Als ich den Weihnachtsmann sah
 
 
Von Anton Knoch

Als ich heute Nacht aufwachte, ging ich zum Fenster und sah etwas Unglaubliches. Und was ich da sah, war der Weihnachtsmann. Als ich am Morgen aufwachte, war von dem Weihnachtsmann keine Spur zu sehen. Als ich nachher am Küchentisch saß, erzählte ich von meinem nächtlichen Erlebnis, doch meine Eltern glaubten mir kein Wort. In den folgenden Nächten konnte ich kein Auge zutun. Ich hoffte, den Weihnachtsmann noch einmal zu sehen. Doch er kam nicht. Ich sah ihn erst wieder an Weihnachten wie er mit seinem Rentierschlitten aus der Finsternis auftauchte. Ich wollte zu ihm laufen, doch meine Mutter hielt mich am Arm fest. „Wenn du zu ihm gehst, verschwindet er wieder“, sagte sie. Doch ich riss mich los, stieß die Tür auf und rannte mit bloßen Füßen in den Schnee und wie vom Erdboden verschluckt, war er wieder
weg.
Am nächsten Morgen lag ich mit Fieber im Bett. Plötzlich klingelte es an der Tür. Kurz darauf rief Mamas Stimme: „Tommi, Besuch für dich!“ Und wer kommt nach knappen fünf Minuten zur Tür herein? Es ist der Weihnachtmann! Er drückte mit etwas in die Hand und verschwand wieder. Dann schlief ich ein. Als ich am Morgen aufwachte, fand ich eine kleine Dose. Ich machte die Dose auf und sah ein goldenes Messer. Ein Zettel war darangesteckt. Ich nahm das Messer aus der Dose und im gleichen Moment war ich wieder gesund. „Dieses Messer ist ein Zaubermesser. Es hilft dir, wenn du krank bist“, stand auf dem Zettel. Ich freute mich.

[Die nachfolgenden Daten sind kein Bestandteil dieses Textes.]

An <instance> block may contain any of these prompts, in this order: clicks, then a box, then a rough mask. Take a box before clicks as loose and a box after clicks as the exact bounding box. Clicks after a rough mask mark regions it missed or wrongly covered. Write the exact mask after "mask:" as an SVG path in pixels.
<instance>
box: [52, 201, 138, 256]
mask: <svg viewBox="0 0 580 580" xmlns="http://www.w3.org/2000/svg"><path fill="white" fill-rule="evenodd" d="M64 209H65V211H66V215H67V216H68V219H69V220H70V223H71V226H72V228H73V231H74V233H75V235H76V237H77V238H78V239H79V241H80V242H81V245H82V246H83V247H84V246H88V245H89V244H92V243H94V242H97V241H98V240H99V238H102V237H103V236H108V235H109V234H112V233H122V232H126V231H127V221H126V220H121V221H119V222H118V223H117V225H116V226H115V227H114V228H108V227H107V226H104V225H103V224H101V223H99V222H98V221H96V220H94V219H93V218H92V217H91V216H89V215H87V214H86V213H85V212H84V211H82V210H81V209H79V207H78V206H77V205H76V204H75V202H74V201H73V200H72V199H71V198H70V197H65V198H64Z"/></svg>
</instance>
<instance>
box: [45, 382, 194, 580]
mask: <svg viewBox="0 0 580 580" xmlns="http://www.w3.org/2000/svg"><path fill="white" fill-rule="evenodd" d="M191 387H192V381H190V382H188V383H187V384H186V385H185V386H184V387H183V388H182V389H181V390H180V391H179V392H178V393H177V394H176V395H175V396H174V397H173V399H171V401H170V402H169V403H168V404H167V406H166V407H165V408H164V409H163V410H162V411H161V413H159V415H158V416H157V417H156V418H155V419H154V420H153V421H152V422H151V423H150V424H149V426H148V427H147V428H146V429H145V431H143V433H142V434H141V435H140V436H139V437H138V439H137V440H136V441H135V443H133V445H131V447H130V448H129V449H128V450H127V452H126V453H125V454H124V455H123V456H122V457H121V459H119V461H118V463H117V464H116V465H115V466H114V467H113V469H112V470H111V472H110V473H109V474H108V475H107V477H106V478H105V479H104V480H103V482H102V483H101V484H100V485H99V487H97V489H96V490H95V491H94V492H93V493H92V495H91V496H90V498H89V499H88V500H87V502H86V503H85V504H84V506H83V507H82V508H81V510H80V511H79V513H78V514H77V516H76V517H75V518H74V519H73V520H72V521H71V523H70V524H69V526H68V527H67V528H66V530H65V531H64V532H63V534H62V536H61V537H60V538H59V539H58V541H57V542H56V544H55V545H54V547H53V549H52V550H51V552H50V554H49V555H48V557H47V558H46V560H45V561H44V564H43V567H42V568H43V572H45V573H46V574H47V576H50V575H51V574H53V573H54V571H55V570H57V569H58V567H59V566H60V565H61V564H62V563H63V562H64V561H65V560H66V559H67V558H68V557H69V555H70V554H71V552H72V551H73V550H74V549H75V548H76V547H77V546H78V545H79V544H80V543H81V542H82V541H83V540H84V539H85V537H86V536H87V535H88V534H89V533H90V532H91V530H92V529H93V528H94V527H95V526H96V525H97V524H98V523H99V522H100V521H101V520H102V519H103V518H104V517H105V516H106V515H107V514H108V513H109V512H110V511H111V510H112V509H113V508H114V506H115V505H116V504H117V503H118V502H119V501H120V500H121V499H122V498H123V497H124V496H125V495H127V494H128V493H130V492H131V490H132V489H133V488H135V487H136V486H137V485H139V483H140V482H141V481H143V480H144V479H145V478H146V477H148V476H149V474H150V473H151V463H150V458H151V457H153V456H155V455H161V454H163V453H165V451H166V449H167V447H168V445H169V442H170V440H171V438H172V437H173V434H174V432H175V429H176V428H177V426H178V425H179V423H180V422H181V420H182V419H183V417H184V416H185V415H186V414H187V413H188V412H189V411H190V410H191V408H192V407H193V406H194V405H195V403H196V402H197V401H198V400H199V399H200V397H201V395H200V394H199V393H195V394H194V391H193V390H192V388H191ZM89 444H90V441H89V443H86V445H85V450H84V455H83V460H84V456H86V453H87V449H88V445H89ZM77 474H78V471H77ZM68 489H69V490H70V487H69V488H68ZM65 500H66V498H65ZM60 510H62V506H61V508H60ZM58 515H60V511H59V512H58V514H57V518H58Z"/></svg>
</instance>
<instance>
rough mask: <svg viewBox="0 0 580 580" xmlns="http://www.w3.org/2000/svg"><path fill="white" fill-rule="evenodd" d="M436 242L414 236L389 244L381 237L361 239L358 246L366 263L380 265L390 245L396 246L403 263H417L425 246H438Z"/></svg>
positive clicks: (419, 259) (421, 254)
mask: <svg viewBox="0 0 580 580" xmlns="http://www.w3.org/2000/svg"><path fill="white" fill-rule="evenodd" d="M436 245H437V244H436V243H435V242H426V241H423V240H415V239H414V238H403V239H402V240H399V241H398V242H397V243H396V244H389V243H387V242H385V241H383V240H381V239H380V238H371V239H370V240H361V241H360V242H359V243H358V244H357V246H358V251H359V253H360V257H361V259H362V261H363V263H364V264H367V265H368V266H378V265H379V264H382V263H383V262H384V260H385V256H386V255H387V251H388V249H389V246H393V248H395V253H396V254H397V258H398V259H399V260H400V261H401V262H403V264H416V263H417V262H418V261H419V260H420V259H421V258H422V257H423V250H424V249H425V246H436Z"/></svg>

Es war einen Tag vor Weihnachten. Am Abend holte Mama mich und Vater ins Zimmer. Als das Glöckchen klingelte, stürmte ich die Treppe runter. Aber Mutter hielt mich fest. Du musst leise die Treppe runter- gehen. Als ich die Tür aufmachte und die schön geschmückte Tanne sah, blieb mir die Spucke weg. So eine schöne Tanne hatte ich noch nie gesehen. Das war das schönste Weihnachten der Welt.